The SAGE files: Shutting UK’s borders would have ‘little value’ in stopping Covid-19 crisis

The SAGE files: Shutting UK’s borders would have ‘little value’ in stopping Covid-19 crisis and immunity passports won’t work without widespread routine testing, latest batch of leaked papers reveal

  • A further 40 Government documents were released today by chief scientist 
  • Show SAGE told restricting air travel in May was pointless as damage was done
  • Another study in early may found masks helped prevent asymptomatic spread
  • Here’s how to help people impacted by Covid-19
  • Scientists steered the Government away from shutting the UK’s borders because it would have ‘surprisingly little value’ in stopping Covid-19’s spread, secret advice papers published today revealed.  

    One of the scientific reports presented to ministers in May to help guide them through the crisis said restricting air travel would have virtually no effect because the damage was already done.

    If borders were locked down right at the beginning of the pandemic, however, it could have prevented a full-blown crisis, as was seen in the likes of Australia and New Zealand.

    Another study found that giving immunity passports to Covid-19 survivors – a measure touted by Health Secretary Matt Hancock in April – would only be safe if these people were also tested every month for antibodies.

    The Government was also told in early May that mandatory mask-wearing could help control the crisis by stopping asymptomatic people spreading the disease.

    Some 40 documents were today published by the Government Office for Science, which is headed by Sir Patrick Vallance, England’s chief scientific adviser.
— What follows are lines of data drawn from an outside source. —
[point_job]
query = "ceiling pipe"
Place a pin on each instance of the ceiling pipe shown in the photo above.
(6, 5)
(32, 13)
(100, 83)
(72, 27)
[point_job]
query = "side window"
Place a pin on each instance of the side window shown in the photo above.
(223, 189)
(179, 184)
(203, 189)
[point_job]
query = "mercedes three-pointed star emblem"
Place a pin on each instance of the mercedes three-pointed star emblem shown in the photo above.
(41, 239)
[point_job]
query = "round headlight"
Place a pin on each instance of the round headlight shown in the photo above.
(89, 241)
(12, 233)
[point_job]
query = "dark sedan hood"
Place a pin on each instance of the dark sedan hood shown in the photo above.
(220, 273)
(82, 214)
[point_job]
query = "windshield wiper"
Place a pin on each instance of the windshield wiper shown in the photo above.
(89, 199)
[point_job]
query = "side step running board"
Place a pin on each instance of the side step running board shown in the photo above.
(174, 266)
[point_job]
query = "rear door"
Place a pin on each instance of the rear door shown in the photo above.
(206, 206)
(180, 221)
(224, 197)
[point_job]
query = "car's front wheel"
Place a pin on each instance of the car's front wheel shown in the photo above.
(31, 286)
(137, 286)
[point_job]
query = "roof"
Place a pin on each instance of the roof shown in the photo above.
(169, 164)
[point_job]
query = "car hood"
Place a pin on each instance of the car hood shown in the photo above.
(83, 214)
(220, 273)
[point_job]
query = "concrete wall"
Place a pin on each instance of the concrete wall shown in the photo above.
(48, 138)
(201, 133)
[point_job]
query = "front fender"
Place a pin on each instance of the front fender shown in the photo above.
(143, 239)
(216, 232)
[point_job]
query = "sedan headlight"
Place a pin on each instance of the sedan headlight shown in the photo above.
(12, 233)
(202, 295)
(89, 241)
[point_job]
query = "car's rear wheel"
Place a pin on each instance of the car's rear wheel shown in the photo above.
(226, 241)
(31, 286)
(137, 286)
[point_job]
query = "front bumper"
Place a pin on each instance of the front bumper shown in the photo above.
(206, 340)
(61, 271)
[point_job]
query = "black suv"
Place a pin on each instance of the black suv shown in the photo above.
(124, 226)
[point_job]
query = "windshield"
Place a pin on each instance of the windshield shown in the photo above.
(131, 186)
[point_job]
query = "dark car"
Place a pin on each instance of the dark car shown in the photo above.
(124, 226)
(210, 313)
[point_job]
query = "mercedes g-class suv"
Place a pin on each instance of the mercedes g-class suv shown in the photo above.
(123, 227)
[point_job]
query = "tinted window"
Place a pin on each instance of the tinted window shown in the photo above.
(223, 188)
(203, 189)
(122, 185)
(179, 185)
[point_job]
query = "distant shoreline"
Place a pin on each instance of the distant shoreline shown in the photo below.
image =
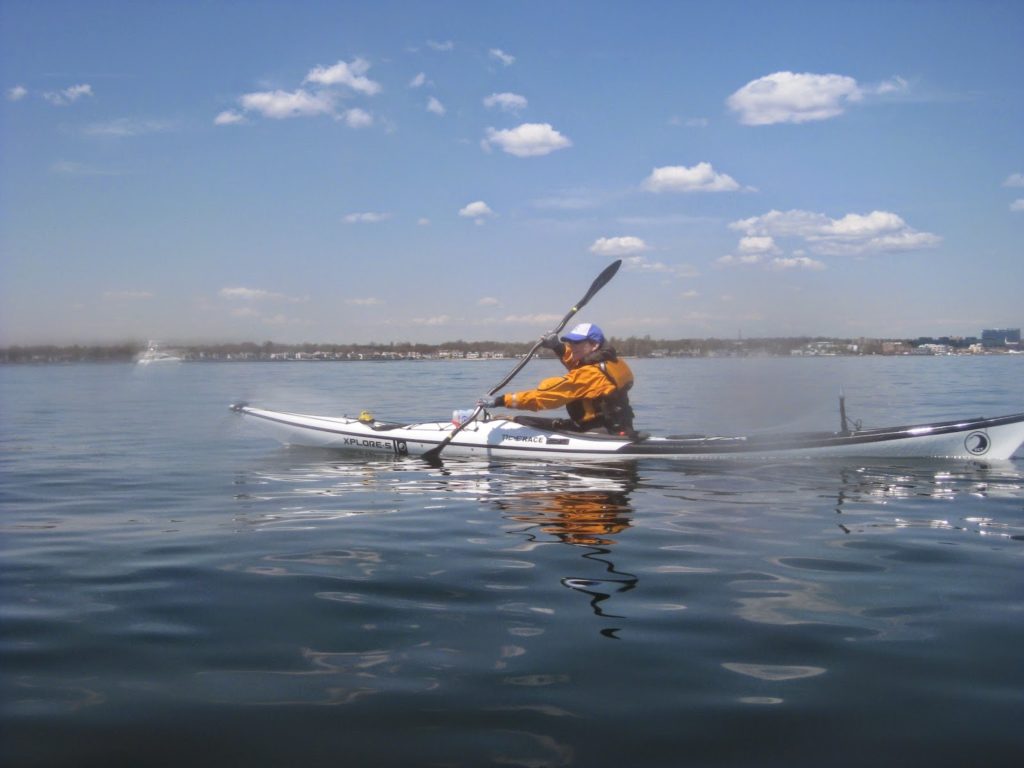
(631, 348)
    They are among dozens in a tranche of papers presented to SAGE, the Government’s Scientific Advisory Group for Emergencies, over recent months to help guide ministers through the crisis.

    And the reports detail all the scientific advice which is being presented to decision-making officials who dictate when and how the country moves out of lockdown.

    Files released today revealed scientists told the Government: 

    • Mandatory face masks could help control the epidemic by stopping asymptomatic people spreading the disease, SAGE was warned in early May;
    • Monthly antibody testing should be carried out on anyone given an ‘immunity passport’ because scientists have no idea how long antibodies protect survivors from reinfection;
    • SAGE was warned in April that 90 per cent of care homes would suffer outbreaks of Covid if infection rates continued; 
    • Imperial College London predicts 16,000 people will die each day over the coming winter from Covid-19 – even with ‘good compliance’ with Government measures;  
    • Whole household isolation – dismissed as a Covid-containing tactic early on in crisis – would have pushed epidemic curve back 1.5months and should be reconsidered; 
    • Waiting until Easter to shut schools would have risked spike in ICU capacity with another 1,000 critically-ill cases in hospital each week; 
    • Easing lockdown in April would have led to second wave that was just as ‘extreme and much longer in duration’.

    SAGE was warned in early May that mandatory face masks could help control the virus epidemic by stopping asympotmatic people spreading the disease. This graph was included in a scientific report by DELVE, showing how mask-wearing countries fared better during the crisis

    The latest batch of SAGE papers, which are being released in a bid to show greater transparency from the Government, come as 173 more deaths have been confirmed.

    There have now been a total of 42,461 people who died after testing positive for the coronavirus in the UK, but many more who weren’t tested haven’t yet been counted.

    Here, MailOnline takes a look at some of the stand-out papers from today:  

    UK missed its chance to control the epidemic by shutting its borders 

    Two separate reports advised the Government not to shut its borders in April and May because the damage was already done in February and March.

    One of the studies was a 2006 paper modelling the effect of restricting incoming flights in the event of a highly-infectious flu pandemic.

    Researchers from the Health Protection Agency – which ceased operations in 2013 – found ‘restrictions on air travel were likely to be of surprisingly little value in delaying epidemics, unless almost all travel ceases very soon after epidemics are detected’.  

    SAGE then handed a separate paper to Government in early May reiterating that there was ‘little scientific justification’ for putting restrictions at the border.